Vallonea oak


The Vallonea oak (Quercus macrolepis or Quercus ithaburensis) is a semi-evergreen tree belonging to the Fagaceae family that usually reaches 15 m in height, with a straight trunk that can reach a meter in diameter despite the plant being not among the tallest oaks . It owes its name «macrolepis» (large casing) to the size of the dome of its acorns. The crown is expanded and globular, very enlarged, and the leaves remain on the plant for a long time, falling only in late autumn, or not falling at all in warmer climates, where only when the new leaves are released, in spring, abscission occurs. than those of the previous year. The branches of the year are yellowish and strongly pubescent. The leaves initially also very pubescent so as to appear white, then become leathery. When ripe they are oval or lanceolate, dentate in some cases, with the corded base and the lobed margin with 3-8 triangular and mucronate lobes on each side, 6-10 cm long and 3-7 cm broad. The petiole is 2-4 cm long, the upper page is smooth while the lower one is gray due to the presence of starry hairs and waxes. The ovoid buds are brown and pubescent. The bark, which is dark and smooth at first, gradually becomes deeply and widely fissured. Flowering occurs in May. The male flowers are grouped in 2-5 cm long pendulous catkins and have six stamens each. The female flowers are gathered in short spikes and have 4-6 brown styles. The pubescent fruits are red-brown cylindrical acorns and umbilicated at the apex, over 4 cm long and 2-3 cm broad, with a woody and everted dome, very showy and aesthetically valuable, about 6 cm in diameter, with scales more than 1 cm long which together make it look like a dahlia or chrysanthemum flower. They are carried by about 2 cm peduncles in groups or isolated and mature within two years except in some particular habitats, they are also edible like chestnuts, with a sweet taste. The domes of the acorns are rich in tannins and therefore, if pulverized, they can be used for the tanning of the skins, which regularly happened in the past when the vallonea oak was cultivated for this purpose. Subsequently the tannin obtained from the cheaper chestnut tree replaced the use of that of the Vallonea. The root system of this taproot oak later becomes very expanded and superficial.

Climate and terrain

In Italy the vallonea oak is present from 0 to 200 meters above sea level only in Campania and in Puglia, in Salento, in the area of ​​the municipality of Tricase, where among others there is the famous Quercia del one hundred cavalieri, a Quercus macrolepis of more than 700 years of age which owes its name to the fact that its foliage more than 25 m wide provided shelter for one hundred armed knights.
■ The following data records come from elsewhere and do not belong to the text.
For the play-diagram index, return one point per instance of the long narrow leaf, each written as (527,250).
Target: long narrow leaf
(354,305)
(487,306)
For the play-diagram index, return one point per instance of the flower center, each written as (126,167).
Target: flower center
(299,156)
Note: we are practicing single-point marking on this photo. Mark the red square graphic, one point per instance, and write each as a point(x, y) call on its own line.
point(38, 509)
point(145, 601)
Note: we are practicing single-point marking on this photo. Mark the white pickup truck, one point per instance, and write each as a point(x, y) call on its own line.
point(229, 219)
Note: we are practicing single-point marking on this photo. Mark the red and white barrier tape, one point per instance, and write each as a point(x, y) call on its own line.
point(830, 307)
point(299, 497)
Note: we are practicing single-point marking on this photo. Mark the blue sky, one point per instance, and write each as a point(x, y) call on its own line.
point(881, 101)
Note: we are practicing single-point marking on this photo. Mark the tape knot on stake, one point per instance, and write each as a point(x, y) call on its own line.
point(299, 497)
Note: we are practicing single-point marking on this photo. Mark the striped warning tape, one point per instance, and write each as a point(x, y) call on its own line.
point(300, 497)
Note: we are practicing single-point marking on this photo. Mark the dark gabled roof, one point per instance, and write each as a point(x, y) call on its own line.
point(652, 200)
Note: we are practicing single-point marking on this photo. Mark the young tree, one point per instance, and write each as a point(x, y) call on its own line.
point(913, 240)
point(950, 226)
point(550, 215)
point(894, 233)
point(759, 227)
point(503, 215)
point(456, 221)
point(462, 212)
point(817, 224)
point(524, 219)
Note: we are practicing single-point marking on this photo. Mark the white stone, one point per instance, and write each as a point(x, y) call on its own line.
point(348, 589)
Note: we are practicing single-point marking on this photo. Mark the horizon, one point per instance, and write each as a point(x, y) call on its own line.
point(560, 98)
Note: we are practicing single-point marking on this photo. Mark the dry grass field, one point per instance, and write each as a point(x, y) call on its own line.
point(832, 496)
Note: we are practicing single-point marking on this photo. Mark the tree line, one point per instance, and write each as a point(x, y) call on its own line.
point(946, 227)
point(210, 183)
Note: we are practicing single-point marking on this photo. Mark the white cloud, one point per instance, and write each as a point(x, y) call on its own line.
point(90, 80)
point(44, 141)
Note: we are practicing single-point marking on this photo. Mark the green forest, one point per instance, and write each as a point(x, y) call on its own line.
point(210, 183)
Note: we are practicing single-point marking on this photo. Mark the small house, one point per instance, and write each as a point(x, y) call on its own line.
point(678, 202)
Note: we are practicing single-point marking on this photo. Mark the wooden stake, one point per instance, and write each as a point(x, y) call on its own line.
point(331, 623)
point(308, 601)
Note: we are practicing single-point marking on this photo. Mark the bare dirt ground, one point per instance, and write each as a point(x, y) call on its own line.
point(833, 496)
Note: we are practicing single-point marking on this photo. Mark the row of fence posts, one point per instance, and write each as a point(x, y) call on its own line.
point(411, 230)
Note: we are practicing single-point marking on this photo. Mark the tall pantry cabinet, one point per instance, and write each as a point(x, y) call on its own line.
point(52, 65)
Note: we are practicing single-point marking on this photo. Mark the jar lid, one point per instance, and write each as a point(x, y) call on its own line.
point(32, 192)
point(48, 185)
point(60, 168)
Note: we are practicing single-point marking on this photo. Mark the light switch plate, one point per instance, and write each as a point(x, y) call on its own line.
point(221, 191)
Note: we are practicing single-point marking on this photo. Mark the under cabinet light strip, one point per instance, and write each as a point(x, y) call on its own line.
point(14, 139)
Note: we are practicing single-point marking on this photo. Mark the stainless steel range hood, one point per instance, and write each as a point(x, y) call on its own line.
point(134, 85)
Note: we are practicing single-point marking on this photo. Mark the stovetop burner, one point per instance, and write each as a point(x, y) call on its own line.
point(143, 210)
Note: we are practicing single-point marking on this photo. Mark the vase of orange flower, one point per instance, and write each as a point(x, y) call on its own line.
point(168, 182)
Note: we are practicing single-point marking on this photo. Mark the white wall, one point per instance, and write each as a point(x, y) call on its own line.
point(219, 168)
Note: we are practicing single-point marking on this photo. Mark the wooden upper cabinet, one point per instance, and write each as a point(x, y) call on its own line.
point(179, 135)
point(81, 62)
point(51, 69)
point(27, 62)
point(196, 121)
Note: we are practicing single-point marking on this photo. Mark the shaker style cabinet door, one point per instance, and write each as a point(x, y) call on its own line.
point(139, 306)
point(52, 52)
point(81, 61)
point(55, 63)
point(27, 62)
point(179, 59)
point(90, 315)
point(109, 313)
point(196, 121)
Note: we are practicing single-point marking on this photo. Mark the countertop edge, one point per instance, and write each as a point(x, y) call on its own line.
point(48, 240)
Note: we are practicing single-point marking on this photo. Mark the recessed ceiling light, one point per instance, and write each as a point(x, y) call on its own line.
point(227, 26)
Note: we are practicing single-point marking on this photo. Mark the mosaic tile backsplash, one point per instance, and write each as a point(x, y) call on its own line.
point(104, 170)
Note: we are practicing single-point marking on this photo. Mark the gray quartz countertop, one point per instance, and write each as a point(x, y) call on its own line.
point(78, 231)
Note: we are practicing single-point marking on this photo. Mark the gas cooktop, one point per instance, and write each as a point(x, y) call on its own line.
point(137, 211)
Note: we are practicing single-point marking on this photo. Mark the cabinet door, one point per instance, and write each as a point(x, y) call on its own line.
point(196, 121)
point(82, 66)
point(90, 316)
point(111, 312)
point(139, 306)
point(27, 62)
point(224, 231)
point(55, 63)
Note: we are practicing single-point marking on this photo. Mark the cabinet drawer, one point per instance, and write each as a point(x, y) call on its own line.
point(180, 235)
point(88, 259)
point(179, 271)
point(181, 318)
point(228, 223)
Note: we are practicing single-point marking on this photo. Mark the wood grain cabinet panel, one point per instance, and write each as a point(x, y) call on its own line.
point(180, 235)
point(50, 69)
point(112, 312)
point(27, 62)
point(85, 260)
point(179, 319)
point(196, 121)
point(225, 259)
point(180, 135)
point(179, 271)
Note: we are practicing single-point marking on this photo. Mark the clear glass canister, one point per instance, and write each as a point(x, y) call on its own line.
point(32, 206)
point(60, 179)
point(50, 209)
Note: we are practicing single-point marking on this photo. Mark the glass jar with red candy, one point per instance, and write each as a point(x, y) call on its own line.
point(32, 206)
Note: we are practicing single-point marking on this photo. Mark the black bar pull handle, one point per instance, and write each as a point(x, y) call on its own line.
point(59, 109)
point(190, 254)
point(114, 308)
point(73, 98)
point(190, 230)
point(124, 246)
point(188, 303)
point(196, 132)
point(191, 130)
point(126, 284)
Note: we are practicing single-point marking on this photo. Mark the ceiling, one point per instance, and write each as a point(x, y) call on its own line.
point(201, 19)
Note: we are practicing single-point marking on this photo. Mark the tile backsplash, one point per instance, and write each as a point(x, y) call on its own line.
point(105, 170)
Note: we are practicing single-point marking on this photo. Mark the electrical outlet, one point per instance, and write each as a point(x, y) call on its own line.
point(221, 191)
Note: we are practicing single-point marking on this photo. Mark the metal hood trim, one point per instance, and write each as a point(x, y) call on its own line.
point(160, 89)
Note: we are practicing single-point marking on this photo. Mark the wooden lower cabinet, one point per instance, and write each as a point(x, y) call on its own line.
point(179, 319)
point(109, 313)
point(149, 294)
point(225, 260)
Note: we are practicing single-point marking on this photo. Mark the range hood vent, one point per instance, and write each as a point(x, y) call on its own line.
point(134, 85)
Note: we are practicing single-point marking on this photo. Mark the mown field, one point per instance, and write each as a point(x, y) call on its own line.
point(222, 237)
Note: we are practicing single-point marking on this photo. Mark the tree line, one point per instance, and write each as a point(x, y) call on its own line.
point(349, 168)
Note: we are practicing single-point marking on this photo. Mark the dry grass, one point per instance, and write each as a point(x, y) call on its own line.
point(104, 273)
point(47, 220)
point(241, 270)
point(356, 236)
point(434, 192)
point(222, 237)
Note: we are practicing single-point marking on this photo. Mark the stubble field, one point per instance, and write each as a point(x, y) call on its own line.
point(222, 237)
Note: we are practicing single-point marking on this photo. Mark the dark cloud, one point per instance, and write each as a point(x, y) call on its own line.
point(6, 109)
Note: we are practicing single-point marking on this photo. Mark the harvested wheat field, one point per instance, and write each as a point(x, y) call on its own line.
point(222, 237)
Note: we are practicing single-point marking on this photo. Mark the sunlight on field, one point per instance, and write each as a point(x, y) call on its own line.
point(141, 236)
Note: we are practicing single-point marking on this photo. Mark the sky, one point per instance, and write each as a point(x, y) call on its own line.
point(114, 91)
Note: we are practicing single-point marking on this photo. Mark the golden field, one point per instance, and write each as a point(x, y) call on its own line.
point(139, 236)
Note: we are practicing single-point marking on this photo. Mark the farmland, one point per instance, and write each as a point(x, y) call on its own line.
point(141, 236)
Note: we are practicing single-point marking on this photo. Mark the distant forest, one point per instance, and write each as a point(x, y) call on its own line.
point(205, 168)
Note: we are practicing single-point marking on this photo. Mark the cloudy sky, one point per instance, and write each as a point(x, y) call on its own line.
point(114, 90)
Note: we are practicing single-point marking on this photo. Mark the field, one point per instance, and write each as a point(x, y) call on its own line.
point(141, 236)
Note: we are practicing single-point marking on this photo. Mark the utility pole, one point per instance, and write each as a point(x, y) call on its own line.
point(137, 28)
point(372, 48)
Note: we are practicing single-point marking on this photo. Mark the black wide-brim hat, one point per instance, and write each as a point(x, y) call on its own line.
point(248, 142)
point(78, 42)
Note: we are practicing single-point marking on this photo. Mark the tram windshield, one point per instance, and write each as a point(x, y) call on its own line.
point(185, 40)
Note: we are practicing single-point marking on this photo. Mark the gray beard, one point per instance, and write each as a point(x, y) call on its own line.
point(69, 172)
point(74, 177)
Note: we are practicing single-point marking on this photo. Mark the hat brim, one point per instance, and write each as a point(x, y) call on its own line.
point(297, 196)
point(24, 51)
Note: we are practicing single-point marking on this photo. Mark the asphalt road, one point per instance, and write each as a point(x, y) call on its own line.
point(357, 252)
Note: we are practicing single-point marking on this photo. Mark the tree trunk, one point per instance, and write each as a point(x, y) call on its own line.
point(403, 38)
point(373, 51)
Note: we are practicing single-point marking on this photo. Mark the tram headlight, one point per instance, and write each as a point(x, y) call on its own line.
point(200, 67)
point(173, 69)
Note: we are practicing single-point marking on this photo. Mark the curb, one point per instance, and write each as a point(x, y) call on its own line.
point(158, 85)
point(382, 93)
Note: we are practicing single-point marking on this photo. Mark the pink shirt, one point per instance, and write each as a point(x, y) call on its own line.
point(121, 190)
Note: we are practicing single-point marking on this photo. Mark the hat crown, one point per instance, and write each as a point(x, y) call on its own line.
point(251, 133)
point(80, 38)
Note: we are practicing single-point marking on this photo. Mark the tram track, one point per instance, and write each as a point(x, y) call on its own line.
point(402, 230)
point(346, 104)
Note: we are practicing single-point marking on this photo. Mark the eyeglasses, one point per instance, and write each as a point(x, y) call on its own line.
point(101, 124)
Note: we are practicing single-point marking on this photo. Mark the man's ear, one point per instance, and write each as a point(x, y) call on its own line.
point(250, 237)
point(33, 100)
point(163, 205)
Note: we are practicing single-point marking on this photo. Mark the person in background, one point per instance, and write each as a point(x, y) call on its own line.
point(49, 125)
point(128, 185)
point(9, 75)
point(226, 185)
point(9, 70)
Probably the presence of the Vallone oak in Italy is not to be considered natural, although some attribute its presence in Salento, which has geological and climatic characteristics similar to those of the Balkans, to a remote lowering of the sea level and the consequent creation of a land bridge between the two regions with the spread of flora from one side to the other. Many attribute its presence to Basilian monks between the 10th and 11th centuries. The Vallonea oak is heliophilous and xerophilous, and thrives in a Mediterranean climate with high autumn rains and on poor limestone soils, in arid fields and woods. It is absolutely not rustic.

Plant and cultivation techniques

The propagation of the vallonea oak occurs by seed immediately after harvesting, as for all oaks, also because the seeds quickly lose their vitality. The planting of the seedlings must be carried out at a very young age (within two years) since its root system absolutely does not tolerate disturbances. Alternatively, sowing can be carried out directly in the home, protecting the acorns and seedlings from mice and squirrels. It can bear partial shading only in the juvenile stage. It should not be pruned as the plant gives its best if left free to expand and grow as it prefers, but if a bearing is necessary, the plant has no problem withstanding it. Ideal, in suitable climates, as an isolated specimen in very large contexts.

Parasites and diseases

If the plant is grown within its natural distribution range, it has an optimal resistance to diseases. In particular it is resistant to fungi of the genus Armillaria.